I'm wondering if any of you guys while taking the NREMTs got really difficult questions for seemingly all of them.  When I took practice tests given by our instructors I kept making lower to mid 90%s but yesterday at the computer I felt i would have trouble making 50%!  I ended up passing but there was just wondering whether or not I got some particularly hard questions?

Two I remember were both about medications.  the first I could resonably be expected to know, the second I didn't.

1.)  A patient complains of having chest pains and has vitals of _____ .  He states that he has been diagnosed with hypertension.  Which of the following medications would you expect him to be on for controlling his hypertension?

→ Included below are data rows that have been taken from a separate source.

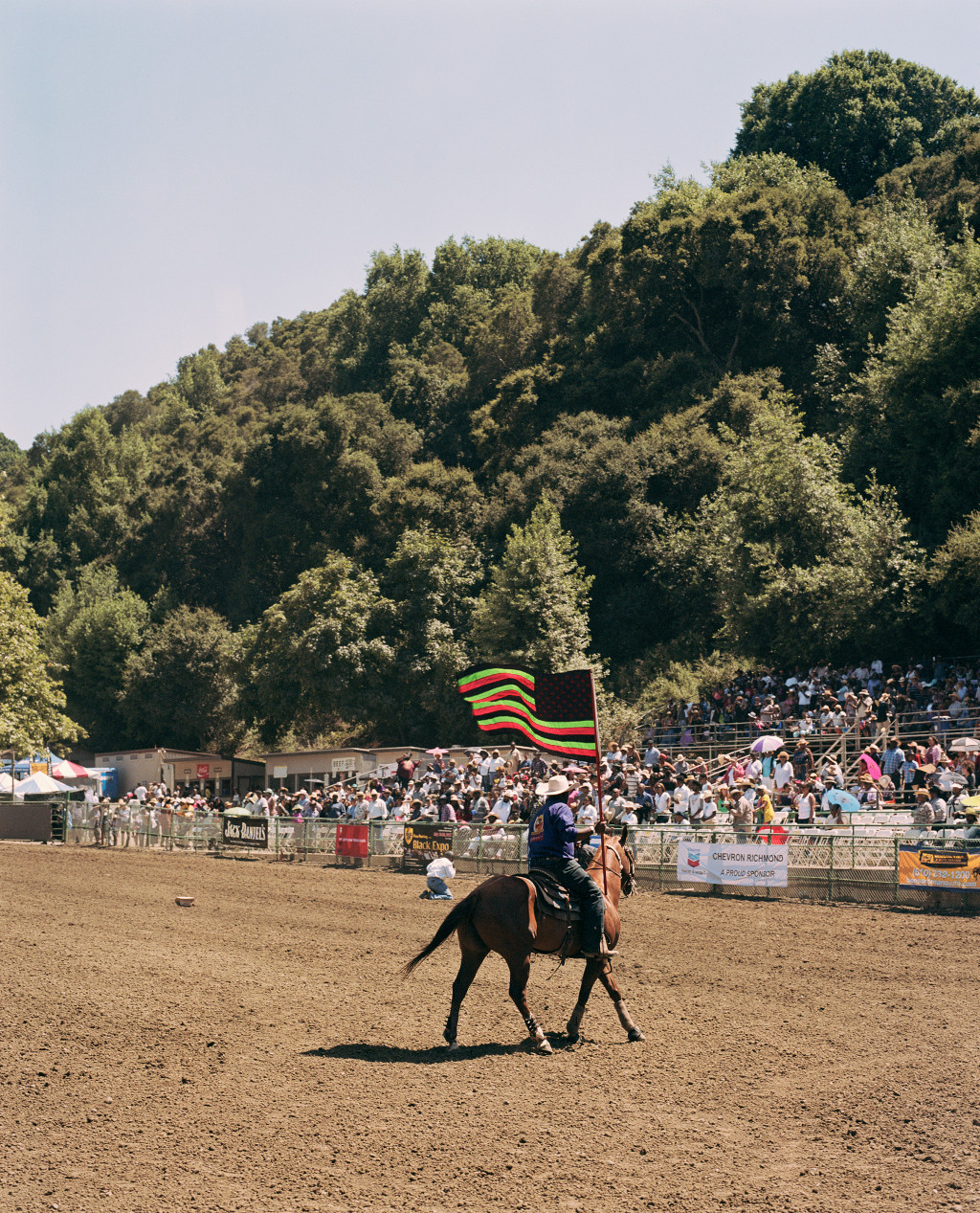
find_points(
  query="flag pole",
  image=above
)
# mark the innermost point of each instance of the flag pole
(598, 780)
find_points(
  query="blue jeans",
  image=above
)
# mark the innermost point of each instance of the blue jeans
(580, 885)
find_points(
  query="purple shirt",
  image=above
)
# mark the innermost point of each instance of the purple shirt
(552, 832)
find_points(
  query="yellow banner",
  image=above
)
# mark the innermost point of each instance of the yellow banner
(937, 867)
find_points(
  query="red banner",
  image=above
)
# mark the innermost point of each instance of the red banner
(352, 841)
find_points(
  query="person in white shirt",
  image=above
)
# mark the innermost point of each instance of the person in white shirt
(783, 772)
(588, 814)
(436, 873)
(503, 805)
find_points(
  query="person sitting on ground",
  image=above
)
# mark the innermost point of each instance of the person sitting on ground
(436, 873)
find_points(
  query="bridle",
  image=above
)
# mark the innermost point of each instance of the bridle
(626, 870)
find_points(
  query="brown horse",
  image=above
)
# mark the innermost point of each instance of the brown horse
(499, 916)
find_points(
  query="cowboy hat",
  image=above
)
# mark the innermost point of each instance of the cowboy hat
(556, 785)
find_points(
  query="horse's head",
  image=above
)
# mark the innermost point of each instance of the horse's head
(627, 864)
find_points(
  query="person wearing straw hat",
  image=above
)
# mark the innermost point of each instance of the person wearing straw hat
(551, 845)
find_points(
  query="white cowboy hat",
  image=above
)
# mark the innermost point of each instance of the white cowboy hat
(556, 784)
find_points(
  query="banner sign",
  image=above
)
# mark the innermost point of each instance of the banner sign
(245, 832)
(352, 840)
(935, 867)
(423, 841)
(749, 864)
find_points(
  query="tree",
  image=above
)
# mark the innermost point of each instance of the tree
(536, 604)
(912, 415)
(318, 657)
(858, 117)
(94, 628)
(797, 563)
(181, 689)
(432, 581)
(953, 580)
(32, 700)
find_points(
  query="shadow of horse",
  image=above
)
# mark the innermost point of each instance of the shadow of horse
(394, 1054)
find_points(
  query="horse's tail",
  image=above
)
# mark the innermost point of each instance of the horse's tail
(457, 914)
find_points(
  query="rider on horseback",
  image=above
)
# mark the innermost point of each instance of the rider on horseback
(551, 845)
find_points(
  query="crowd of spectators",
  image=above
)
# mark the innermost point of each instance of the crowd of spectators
(665, 781)
(931, 694)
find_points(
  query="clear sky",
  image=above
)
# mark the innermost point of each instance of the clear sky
(172, 171)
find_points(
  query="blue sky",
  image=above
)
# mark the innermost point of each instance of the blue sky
(175, 170)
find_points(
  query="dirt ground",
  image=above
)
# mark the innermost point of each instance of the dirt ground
(261, 1052)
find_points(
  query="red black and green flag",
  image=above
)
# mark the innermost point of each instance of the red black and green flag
(557, 712)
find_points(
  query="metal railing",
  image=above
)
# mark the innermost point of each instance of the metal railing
(858, 863)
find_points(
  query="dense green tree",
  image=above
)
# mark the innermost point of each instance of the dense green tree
(858, 115)
(181, 688)
(947, 183)
(94, 628)
(794, 560)
(432, 580)
(913, 412)
(953, 581)
(536, 603)
(319, 657)
(32, 699)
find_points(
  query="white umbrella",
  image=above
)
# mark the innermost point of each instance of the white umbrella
(767, 744)
(40, 785)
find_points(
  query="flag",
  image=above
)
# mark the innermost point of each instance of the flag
(557, 712)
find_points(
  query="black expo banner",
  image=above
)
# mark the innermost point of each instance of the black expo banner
(423, 842)
(245, 832)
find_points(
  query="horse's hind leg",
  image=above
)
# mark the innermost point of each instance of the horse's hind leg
(615, 994)
(521, 969)
(473, 955)
(585, 990)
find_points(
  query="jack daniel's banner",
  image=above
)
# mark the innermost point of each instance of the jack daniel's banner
(245, 832)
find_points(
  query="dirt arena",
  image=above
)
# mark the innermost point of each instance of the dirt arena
(259, 1052)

(Lists names of 4 medications 1 of which I had not heard of.  I know that acetaminophen was not correct since that's tylonol.)

2.)  Once again asks me to identify hypertension medications (don't remember the exact context but there was no chest pain this time)  except this time, the answers are chemical names lik e 1,6-buty something  and 6-tri-something else.  I was thinking, "You gotta be kidding right!  This is suppossed to be an adaptive test, so when I miss a question of some difficulty, you give me a question that is impossible?!"

Anyway, I kinda freaked 20-25 minutes into the test at 67 or 68 questions when it told me i was done!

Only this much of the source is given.